While FindBugs does only “simple, shallow analysis of network security vulnerabilities", and analysis of malicious code vulnerabilities as security checks, it is good at finding small, stupid coding mistakes that escape other checks, and the engine continues to improve over time. This open source project deserves more credit: it offers incredible value to the Java development community, and anyone building code in Java that who does not take advantage of it is a fool.
Coverity reports generally few false positives, and is especially good for finding potential thread safety problems and null pointer (null return and forward null) conditions. It also comes with a good management infrastructure for trend analysis and review of findings. Klocwork is the most excitable and noisiest of all of our tools, but it includes some interesting checkers that are not available in the other tools – although after manual code reviews and checks by the other static analysis tools, there is rarely anything of significance left for it to consider.

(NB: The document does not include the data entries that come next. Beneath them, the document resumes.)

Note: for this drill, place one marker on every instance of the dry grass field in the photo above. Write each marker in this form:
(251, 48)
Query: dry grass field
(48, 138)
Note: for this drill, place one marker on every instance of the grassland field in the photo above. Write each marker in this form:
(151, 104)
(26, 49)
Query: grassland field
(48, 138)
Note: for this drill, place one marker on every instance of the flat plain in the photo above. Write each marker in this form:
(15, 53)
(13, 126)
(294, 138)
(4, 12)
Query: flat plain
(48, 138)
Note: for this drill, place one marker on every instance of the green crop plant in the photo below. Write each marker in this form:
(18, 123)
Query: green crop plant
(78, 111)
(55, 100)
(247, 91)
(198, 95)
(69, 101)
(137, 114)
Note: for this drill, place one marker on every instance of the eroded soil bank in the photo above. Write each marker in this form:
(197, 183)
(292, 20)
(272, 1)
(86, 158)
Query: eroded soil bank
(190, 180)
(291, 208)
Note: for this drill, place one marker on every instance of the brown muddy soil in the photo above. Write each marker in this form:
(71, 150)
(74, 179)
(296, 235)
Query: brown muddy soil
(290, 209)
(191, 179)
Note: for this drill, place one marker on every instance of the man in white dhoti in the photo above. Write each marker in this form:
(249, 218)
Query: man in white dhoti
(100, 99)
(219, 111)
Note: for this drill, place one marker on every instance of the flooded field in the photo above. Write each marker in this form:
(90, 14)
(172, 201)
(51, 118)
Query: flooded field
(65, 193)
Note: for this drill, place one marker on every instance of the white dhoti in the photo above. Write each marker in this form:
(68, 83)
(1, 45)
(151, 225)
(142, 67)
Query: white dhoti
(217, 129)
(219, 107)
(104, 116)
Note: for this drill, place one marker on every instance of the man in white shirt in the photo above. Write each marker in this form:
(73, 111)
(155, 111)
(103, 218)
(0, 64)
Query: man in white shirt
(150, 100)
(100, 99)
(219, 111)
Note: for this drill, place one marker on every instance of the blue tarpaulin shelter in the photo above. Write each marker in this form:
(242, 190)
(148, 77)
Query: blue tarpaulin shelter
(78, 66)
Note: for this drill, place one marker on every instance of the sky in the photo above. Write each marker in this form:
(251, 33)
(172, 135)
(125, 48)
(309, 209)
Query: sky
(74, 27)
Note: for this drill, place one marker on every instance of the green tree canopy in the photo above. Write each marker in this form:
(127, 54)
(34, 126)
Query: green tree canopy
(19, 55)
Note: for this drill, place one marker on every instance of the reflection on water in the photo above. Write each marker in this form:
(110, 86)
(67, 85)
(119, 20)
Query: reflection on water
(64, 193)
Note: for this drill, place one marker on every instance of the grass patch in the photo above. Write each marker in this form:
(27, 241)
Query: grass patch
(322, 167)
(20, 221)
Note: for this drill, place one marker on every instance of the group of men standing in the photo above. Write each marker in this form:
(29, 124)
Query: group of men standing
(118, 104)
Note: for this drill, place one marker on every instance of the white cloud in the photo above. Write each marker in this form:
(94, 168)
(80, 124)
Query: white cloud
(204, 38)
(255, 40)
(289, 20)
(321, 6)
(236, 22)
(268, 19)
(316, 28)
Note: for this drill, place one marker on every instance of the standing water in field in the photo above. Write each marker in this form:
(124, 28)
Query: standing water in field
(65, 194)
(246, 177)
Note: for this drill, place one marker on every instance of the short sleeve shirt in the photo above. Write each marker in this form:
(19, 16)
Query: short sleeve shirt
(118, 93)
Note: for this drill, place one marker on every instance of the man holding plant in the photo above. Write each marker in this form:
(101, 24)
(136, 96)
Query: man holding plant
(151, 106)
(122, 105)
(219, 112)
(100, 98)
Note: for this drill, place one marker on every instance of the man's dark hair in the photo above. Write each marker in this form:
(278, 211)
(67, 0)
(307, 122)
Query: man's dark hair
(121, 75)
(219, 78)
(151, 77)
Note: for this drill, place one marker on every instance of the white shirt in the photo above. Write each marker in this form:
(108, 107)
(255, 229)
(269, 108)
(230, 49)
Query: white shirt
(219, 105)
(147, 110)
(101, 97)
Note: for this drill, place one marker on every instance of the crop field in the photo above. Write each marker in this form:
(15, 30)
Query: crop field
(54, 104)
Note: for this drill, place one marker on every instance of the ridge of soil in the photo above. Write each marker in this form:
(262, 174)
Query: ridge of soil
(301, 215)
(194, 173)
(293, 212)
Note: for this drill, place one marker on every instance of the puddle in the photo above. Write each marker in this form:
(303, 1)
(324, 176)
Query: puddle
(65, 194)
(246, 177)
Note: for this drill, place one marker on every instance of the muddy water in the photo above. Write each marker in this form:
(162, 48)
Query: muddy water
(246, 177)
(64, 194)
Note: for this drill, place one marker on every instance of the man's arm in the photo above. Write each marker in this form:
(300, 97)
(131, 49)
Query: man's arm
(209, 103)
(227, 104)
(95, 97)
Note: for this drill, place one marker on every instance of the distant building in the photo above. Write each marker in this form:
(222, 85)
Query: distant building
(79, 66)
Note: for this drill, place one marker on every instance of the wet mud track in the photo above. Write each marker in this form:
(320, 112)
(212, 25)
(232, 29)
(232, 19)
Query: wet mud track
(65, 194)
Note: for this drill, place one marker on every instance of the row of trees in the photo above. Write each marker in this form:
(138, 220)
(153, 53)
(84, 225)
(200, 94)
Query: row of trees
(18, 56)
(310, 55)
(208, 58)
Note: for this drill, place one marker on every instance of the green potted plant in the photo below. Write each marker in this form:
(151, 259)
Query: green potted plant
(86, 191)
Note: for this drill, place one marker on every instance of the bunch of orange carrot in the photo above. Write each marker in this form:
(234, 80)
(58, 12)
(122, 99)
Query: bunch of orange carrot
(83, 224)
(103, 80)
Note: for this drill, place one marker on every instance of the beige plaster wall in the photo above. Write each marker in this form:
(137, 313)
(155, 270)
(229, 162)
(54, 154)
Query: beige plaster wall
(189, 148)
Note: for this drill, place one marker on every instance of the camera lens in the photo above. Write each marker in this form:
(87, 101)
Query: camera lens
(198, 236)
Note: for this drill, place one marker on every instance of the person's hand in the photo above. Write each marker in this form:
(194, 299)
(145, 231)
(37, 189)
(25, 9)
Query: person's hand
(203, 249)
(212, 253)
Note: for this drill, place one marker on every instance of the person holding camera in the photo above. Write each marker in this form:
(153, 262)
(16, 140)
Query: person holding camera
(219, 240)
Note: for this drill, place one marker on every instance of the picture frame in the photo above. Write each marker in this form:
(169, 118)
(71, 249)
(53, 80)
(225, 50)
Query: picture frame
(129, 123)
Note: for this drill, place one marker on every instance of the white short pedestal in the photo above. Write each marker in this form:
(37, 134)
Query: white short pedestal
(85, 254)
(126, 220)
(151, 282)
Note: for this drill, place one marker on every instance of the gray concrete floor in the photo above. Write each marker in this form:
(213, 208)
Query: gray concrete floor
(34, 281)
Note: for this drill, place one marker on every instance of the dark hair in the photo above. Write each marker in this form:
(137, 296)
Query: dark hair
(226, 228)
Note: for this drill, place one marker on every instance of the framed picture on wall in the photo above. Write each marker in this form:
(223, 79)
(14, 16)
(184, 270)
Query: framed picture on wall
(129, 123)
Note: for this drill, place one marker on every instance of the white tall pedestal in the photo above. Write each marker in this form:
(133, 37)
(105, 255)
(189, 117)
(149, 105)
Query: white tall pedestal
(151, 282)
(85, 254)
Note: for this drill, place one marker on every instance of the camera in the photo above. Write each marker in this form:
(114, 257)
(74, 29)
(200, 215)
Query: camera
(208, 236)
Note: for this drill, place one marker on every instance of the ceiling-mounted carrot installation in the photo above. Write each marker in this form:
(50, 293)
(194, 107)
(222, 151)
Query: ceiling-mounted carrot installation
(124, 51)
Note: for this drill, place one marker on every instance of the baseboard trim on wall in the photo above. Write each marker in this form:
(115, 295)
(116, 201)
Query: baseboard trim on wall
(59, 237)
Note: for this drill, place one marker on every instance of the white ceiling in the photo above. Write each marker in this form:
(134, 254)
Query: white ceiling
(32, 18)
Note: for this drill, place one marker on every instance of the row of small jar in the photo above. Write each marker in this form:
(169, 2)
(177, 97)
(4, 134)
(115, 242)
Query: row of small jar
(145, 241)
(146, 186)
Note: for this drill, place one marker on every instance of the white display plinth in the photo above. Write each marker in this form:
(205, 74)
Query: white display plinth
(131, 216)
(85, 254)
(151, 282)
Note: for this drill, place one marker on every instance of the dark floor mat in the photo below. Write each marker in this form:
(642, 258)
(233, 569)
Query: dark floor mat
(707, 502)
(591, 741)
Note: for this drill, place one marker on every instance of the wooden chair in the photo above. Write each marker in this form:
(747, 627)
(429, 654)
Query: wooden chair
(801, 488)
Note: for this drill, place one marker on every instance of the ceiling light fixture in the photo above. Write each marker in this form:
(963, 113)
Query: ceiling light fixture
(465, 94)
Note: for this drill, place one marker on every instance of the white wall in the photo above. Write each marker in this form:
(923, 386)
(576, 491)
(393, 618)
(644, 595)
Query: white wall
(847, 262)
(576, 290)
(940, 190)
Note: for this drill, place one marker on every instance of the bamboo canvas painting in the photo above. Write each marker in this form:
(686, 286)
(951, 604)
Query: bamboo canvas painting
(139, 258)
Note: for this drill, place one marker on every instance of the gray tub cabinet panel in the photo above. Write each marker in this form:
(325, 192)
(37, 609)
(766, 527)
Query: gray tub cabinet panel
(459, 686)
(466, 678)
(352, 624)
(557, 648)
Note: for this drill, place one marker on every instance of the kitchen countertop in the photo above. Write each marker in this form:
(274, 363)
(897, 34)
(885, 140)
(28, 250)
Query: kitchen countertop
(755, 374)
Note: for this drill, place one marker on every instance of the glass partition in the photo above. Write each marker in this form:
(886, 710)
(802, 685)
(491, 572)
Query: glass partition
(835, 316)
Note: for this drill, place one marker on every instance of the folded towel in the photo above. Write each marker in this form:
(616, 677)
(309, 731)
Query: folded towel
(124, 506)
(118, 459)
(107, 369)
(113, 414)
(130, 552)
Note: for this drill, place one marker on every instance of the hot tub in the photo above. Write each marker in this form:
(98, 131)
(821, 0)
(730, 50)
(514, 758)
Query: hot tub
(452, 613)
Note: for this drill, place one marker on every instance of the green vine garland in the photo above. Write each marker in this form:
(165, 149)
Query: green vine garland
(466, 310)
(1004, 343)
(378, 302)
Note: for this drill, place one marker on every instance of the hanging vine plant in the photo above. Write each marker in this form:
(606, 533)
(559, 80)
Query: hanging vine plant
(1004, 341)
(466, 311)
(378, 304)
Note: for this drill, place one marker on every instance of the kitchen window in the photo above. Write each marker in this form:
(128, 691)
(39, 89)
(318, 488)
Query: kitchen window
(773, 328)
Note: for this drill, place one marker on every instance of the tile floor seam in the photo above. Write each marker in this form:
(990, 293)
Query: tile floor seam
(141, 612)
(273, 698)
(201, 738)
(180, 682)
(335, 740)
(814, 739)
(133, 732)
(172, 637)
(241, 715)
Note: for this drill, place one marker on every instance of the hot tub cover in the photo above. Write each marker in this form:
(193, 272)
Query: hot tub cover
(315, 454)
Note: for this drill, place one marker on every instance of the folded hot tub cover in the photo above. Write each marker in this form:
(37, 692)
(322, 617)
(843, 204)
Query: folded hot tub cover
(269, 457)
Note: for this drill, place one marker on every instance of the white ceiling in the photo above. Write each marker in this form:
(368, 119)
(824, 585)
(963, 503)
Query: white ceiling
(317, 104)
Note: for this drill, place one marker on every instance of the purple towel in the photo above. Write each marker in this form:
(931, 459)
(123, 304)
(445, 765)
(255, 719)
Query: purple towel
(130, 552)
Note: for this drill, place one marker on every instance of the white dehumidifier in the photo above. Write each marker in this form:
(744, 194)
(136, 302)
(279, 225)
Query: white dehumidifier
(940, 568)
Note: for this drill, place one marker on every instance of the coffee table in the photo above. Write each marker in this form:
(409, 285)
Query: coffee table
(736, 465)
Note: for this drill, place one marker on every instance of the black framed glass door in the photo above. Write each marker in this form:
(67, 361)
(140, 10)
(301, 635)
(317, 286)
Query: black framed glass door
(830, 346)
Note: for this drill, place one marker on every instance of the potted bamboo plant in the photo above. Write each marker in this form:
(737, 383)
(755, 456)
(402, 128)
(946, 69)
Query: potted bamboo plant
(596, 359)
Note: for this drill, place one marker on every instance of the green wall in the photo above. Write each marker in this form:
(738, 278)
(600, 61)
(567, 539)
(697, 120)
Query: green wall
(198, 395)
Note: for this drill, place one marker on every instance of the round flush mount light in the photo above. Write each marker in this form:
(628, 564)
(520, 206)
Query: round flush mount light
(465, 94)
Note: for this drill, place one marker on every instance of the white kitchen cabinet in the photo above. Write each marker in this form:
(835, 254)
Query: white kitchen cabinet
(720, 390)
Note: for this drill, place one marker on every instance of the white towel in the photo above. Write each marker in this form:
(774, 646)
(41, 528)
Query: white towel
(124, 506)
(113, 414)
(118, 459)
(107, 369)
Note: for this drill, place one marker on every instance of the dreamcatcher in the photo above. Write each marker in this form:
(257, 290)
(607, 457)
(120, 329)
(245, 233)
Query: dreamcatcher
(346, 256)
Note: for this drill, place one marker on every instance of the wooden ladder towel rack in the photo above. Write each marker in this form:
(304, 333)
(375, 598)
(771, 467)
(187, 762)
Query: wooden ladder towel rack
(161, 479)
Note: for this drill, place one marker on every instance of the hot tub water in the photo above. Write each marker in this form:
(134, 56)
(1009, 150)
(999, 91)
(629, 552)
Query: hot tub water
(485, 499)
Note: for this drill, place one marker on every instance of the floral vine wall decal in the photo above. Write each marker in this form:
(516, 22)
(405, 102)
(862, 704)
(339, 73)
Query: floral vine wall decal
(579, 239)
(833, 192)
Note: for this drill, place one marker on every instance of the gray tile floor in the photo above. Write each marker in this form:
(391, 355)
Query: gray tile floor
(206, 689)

But more than the problems that the tools find directly, the tools help to identify areas where we may need to look deeper: where the code is complex, or too smarty pants fancy, or otherwise smelly, and requires followup review. In our experience, if a mature analysis tool like FindBugs reports warnings that don’t make sense, it is often because it is confused by the code, which in turn is a sign that the code needs to be cleaned up. We have also seen the number of warnings reported decline over time as developers react to the “nanny effect” of the tools’ warnings, and change and improve their coding practices to avoid being nagged. And the final benefit of using these tools is that this frees up the developers to concentrate on higher-value work in their code reviews: they don’t have to spend so much time looking out for fussy, low-level coding mistakes, because the tools have found them already, so the developers can concentrate on more important and more fundamental issues like correctness, proper input validation and error handling, optimization, simplicity and maintainability.
While we are happy with the toolset we have in place today, I sometimes wonder whether we should beef up our tool-based code checking. But is it worth it?
In a presentation at this year’s JavaOne conference, Prof. Bill Pugh, the Father of FindBugs says that
“static analysis, at best, might catch 5-10% of your software quality problems.”
He goes on to say, however, that static analysis is 80+% effective at finding specific defects and cheaper than other techniques for catching these same defects – silent, nasty bugs and programming mistakes.
Prof. Pugh emphasizes that static analysis tools have value in a defense-in-depth strategy for quality and security, combined with other techniques; that “each technique is more efficient at finding some mistakes than others”; and that “each technique is subject to diminishing returns”.
In his opinion, “testing is far more valuable than static analysis”, and “FindBugs might be more useful as an untested code detector than a bug detector”. If FindBugs finds a bug, you have to ask: “Did anyone test that code”?”. In our experience, Prof Pugh’s FindBugs findings can be applied to the other static analysis tools as well.
As technologists, we are susceptible to the belief that technology can solve our problems – the classic “silver bullet” problem. When it comes to static analysis tools, you’d be foolish not to use a tool at all, but at the same time you’d be foolish to expect too much from them – or pay too much for them.